Shortly after that, they did a showcase at a local mall in Jersey City. They brought a whole bunch of animals in cages which they put on tables, intending to merely hand out cards; but the woman running the show had something else in mind. She came up to their table and said, “In about 20 minutes, everyone’s going to go up and give a little talk, so you’re on like third.”
Billy, although he’s been in a band all his life, and had been on stage hundreds of times, told Enzo, “I’m not doing it, you’re doing it.” That’s how Enzo found out his friend of 10 years had stage fright. So Enzo went up and gave his first talk. It was an instant hit that brought people crowding around their tables afterwards.
Some weeks went by, and his wife again noticed the ad for the Turtle Lady. Was this an omen? Business wasn’t going well at the pet store, and Enzo preferred taking the animals out to playing shopkeeper; so he suggested they try to do more shows.
At a rate of 20 dollars per month for one year, they could get a tiny ad in the parenting magazine. They decided that even if they only did two shows for the year, if they charged $150 per show, at least that would pay for the ad. So they spent the $240, and waited. The first day of the next month came, and they got no response. The second, third, and fourth days were the same. They called the magazine to see if there was a problem, and were informed that the next issue would not come out until the tenth.

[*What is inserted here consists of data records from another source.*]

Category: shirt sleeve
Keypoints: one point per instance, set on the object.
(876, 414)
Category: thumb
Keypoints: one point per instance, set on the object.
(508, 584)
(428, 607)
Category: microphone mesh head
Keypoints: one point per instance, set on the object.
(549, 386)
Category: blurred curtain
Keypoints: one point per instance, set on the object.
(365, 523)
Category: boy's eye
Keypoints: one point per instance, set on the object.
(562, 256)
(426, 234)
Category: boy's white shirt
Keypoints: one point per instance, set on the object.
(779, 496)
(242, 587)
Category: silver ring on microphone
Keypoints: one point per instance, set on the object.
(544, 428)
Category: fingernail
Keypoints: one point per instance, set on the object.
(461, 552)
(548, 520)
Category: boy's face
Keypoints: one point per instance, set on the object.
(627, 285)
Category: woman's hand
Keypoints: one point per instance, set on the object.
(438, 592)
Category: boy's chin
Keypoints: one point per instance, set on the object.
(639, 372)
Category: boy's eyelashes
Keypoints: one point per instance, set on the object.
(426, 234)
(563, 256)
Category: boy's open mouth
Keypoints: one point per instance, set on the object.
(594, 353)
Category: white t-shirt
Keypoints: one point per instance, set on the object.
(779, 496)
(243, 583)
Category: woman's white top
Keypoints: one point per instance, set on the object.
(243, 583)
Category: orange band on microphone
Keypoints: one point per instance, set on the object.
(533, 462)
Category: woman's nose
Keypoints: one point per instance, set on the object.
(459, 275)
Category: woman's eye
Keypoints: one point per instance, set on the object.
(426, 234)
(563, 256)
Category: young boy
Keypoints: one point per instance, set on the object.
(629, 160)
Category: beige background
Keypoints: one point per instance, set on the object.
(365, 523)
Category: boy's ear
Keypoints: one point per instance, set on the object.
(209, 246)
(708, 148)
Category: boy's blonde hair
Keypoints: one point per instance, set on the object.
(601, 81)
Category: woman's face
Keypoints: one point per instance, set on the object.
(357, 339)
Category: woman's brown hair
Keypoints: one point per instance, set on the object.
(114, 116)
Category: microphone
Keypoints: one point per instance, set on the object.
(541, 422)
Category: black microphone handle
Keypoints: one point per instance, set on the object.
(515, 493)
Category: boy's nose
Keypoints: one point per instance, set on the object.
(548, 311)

On the eleventh, their phone was ringing off the hook, and they booked eight shows right away.
The Lizard Guys did 54 shows in the first year.
The following year they had 370 shows; and the third year they had 500. By the fourth year they were doing around 900 shows, pulling in over 100,000 dollars, while the store was making only 30,000, with demanding 15 hour days stocking shelves and dealing with people.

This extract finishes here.